8. BalancedTertiaryTrisomics:
•Ramage (1965) proposed a scheme utilizing balanced tertiary trisomics (BTT) for
production of hybrid barley seed.
•Balanced tertiary trisomics are tertiary trisomics constituted in such a way that the
dominant allele of a marker gene closely linked with the interchange breakpoint is
carried on the tertiary chromosome.
•The recessive allele is carried on each of the two normal chromosomes. The
dominant marker allele for a mature plant character, such as red plant color (R),
may be carried on either the centromere portion or on the interchanged segment of
the extra chromosome and should be linked with a male fertile gene (Ms).
•The two normal chromosomes should carry the corresponding recessive male
sterile allele (ms). All balanced tertiary trisomics would be male fertile and red,
and all diploids would be male sterile and green.
10. •All functioning pollen produced by the balanced tertiary trisomics would carry the
male sterile (ms) and the green plant color alleles (r).
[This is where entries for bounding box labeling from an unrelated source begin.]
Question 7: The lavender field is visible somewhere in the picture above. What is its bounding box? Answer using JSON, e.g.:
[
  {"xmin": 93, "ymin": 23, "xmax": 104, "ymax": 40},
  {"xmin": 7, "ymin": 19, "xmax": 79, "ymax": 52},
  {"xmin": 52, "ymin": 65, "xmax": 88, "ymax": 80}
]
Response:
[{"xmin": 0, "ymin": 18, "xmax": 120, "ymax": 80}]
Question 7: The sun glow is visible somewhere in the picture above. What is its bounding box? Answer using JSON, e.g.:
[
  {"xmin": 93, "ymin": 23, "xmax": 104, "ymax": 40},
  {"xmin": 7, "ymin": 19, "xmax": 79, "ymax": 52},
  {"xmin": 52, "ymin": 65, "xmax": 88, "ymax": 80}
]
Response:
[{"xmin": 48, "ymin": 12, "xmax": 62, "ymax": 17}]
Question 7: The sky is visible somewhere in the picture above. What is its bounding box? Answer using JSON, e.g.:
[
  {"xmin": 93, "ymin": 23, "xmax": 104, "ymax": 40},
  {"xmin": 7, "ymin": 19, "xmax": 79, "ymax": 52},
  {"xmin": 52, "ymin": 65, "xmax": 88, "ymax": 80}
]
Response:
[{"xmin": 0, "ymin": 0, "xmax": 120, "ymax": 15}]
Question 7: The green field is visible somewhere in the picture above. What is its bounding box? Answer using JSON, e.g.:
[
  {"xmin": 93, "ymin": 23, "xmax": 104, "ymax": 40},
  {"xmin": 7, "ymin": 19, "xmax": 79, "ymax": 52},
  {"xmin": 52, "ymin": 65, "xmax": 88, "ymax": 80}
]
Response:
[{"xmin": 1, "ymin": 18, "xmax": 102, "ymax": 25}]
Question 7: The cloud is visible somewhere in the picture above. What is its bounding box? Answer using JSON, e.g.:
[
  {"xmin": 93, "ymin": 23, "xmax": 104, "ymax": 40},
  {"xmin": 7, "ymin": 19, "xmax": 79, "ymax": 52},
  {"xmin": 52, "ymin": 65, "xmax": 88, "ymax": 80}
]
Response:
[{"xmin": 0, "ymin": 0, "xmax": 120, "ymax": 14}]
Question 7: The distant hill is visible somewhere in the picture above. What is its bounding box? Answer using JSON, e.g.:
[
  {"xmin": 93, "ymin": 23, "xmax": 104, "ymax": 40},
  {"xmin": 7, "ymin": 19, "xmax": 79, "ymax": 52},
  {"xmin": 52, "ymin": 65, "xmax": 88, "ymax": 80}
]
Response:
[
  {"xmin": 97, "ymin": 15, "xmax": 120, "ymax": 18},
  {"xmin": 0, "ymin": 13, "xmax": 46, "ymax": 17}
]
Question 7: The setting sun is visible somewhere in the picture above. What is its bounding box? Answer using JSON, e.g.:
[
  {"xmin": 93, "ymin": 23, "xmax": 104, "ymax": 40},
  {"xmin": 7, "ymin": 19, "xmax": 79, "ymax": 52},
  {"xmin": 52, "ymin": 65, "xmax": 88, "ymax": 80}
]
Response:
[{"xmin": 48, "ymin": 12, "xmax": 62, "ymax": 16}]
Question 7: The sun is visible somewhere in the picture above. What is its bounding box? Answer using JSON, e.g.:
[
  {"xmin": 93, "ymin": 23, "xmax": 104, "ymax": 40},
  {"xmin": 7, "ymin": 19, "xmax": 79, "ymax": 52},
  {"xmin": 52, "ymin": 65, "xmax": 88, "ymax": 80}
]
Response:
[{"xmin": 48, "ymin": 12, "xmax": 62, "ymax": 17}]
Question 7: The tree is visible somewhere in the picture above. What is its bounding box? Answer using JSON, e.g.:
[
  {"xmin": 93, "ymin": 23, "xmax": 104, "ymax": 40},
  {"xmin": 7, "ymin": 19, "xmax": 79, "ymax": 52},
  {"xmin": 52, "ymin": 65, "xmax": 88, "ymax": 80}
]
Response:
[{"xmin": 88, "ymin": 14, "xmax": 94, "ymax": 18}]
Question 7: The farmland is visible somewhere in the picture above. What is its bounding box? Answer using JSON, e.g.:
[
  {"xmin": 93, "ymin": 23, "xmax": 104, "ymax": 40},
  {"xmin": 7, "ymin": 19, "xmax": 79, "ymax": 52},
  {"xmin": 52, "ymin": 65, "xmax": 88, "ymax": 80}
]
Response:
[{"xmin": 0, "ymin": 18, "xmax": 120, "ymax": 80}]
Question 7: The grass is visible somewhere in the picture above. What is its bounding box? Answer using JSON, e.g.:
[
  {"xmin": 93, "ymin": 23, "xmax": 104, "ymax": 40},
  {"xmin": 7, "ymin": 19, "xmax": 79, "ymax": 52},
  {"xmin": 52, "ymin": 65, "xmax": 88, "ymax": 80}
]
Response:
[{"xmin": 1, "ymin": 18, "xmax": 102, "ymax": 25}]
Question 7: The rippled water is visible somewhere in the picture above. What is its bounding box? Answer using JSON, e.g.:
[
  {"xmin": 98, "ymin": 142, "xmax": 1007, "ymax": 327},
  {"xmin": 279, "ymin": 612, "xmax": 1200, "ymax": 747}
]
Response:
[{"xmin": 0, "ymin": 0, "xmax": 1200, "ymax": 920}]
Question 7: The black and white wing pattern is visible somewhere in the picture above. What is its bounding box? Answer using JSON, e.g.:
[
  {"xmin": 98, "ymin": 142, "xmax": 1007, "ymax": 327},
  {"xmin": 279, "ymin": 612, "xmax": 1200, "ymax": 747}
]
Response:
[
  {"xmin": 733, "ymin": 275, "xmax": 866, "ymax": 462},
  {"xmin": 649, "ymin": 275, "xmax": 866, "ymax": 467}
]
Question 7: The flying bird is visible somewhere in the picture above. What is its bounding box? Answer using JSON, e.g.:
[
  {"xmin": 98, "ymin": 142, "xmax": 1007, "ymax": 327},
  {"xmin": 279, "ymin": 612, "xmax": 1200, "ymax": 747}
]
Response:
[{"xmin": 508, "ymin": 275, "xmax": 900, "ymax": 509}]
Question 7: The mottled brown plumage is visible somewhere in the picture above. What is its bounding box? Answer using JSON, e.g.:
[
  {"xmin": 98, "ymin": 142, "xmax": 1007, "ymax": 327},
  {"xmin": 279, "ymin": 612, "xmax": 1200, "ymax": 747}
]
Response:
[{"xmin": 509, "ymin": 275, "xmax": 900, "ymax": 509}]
•The self-progeny of such a trisomic would be planted in an isolation block.
•Diploid plants would be green and male sterile. All seed set on them would
produce male sterile diploids in the next generation.
•The diploid plants would be harvested separately, and seed produced on them
would be used to plant the female rows in the hybrid seed production field.
•Balanced tertiary trisomics planted in isolation would be dominant and would be
harvested separately.
•Seed produced on balanced tertiary trisomic plants would produce approximately
70% male sterile diploids and 30% balanced tertiary trisomics.
•This seed would be used to plant an isolation block the following year.
11. Prerequisites for utilizing BTT system in hybrid seed production
•The prerequisites for utilizing the BTT system in hybrid seed production are
that balanced tertiary trisomics produce abundant pollen and that during
anthesis, sufficient wind and insects are available for pollen dissemination.
Several other alternatives to distinguish tertiary trisomics from diploids have
been suggested, such as resistance or susceptibility to phytocides, seed size or
shape, and differential plant heights (Ramage, 1965).